DEMO: A Statistical Perspective for Efficient Image-Text Matching
Fan Zhang, Xian-Sheng Hua, Chong Chen, Xiao Luo
TL;DR
DEMO tackles efficient, unsupervised image-text matching by introducing a distribution-aware hashing framework. It leverages energy distance to quantify divergence between latent semantic distributions inferred from multiple augmented views, forming a robust instance-level similarity structure.

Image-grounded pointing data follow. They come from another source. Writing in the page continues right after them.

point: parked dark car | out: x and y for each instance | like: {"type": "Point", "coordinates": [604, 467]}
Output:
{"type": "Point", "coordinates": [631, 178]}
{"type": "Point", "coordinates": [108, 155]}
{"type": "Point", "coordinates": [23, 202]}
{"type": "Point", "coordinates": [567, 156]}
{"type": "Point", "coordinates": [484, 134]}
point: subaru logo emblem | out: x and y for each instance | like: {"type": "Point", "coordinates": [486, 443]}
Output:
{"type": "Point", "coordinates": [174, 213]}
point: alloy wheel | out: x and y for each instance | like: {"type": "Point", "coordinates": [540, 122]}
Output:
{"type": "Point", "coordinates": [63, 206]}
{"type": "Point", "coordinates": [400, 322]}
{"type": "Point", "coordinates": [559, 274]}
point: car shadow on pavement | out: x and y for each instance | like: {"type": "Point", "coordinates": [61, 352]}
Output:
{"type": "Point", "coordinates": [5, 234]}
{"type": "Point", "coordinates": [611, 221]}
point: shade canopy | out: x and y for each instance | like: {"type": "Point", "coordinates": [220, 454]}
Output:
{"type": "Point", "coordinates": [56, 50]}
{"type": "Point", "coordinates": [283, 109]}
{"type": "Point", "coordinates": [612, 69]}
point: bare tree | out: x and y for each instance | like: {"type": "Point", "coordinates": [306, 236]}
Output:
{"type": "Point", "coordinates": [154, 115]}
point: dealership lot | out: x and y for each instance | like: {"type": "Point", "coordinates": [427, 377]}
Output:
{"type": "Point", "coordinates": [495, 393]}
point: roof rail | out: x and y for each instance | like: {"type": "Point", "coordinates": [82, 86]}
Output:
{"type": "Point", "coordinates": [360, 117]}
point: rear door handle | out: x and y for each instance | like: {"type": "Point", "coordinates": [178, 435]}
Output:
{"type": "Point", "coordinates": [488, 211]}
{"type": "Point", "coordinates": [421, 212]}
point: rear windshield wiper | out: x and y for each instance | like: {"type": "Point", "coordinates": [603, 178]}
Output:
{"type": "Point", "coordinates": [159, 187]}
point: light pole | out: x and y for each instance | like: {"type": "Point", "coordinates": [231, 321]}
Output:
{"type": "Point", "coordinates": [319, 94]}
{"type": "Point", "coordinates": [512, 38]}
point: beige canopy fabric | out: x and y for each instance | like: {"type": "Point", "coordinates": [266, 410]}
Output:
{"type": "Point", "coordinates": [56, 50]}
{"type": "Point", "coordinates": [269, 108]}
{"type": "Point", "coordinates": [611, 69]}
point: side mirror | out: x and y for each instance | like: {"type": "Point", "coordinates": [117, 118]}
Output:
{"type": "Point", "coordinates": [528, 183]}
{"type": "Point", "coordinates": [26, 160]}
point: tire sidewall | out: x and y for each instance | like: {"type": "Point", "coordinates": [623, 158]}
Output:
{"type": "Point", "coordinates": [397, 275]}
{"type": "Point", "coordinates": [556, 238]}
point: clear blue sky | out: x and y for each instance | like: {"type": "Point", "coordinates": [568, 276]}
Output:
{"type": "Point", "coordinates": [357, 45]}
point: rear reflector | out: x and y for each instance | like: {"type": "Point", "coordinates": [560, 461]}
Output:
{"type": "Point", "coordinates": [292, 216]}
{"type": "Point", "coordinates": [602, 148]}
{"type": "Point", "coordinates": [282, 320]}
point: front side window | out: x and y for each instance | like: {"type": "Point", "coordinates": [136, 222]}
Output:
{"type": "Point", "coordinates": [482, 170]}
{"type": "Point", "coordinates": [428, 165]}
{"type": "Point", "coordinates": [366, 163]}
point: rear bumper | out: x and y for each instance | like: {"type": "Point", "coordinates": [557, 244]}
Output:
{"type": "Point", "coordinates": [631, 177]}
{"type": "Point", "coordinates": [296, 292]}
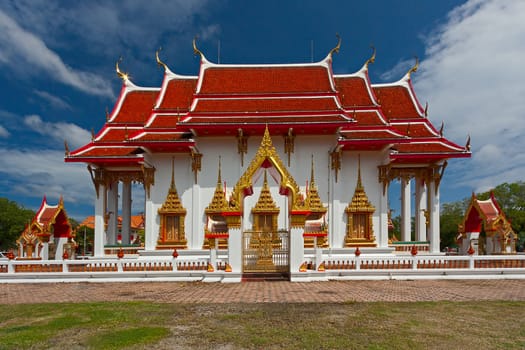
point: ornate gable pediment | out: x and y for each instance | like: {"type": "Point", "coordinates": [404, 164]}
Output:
{"type": "Point", "coordinates": [265, 157]}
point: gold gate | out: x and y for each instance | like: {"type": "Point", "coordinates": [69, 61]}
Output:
{"type": "Point", "coordinates": [266, 251]}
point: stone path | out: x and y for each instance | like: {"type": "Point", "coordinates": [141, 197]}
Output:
{"type": "Point", "coordinates": [265, 292]}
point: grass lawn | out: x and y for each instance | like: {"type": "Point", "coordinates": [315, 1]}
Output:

The method combines Distribution-based Structural Mining with Collaborative Consistency Learning, optimizing a composite loss and using a differentiable proxy during training to yield modality-invariant binary codes. Empirically, DEMO achieves state-of-the-art MAP on MIRFlickr-25K, NUS-WIDE, and MS-COCO across 16–128 bit codes and offers favorable inference efficiency, demonstrating scalability for large-scale cross-modal retrieval.
Abstract
Image-text matching has been a long-standing problem, which seeks to connect vision and language through semantic understanding. Due to the capability to manage large-scale raw data, unsupervised hashing-based approaches have gained prominence recently. They typically construct a semantic similarity structure using the natural distance, which subsequently provides guidance to the model optimization process. However, the similarity structure could be biased at the boundaries of semantic distributions, causing error accumulation during sequential optimization. To tackle this, we introduce a novel hashing approach termed Distribution-based Structure Mining with Consistency Learning (DEMO) for efficient image-text matching. From a statistical view, DEMO characterizes each image using multiple augmented views, which are considered as samples drawn from its intrinsic semantic distribution. Then, we employ a non-parametric distribution divergence to ensure a robust and precise similarity structure. In addition, we introduce collaborative consistency learning which not only preserves the similarity structure in the Hamming space but also encourages consistency between retrieval distribution from different directions in a self-supervised manner. Through extensive experiments on three benchmark image-text matching datasets, we demonstrate that DEMO achieves superior performance compared with many state-of-the-art methods.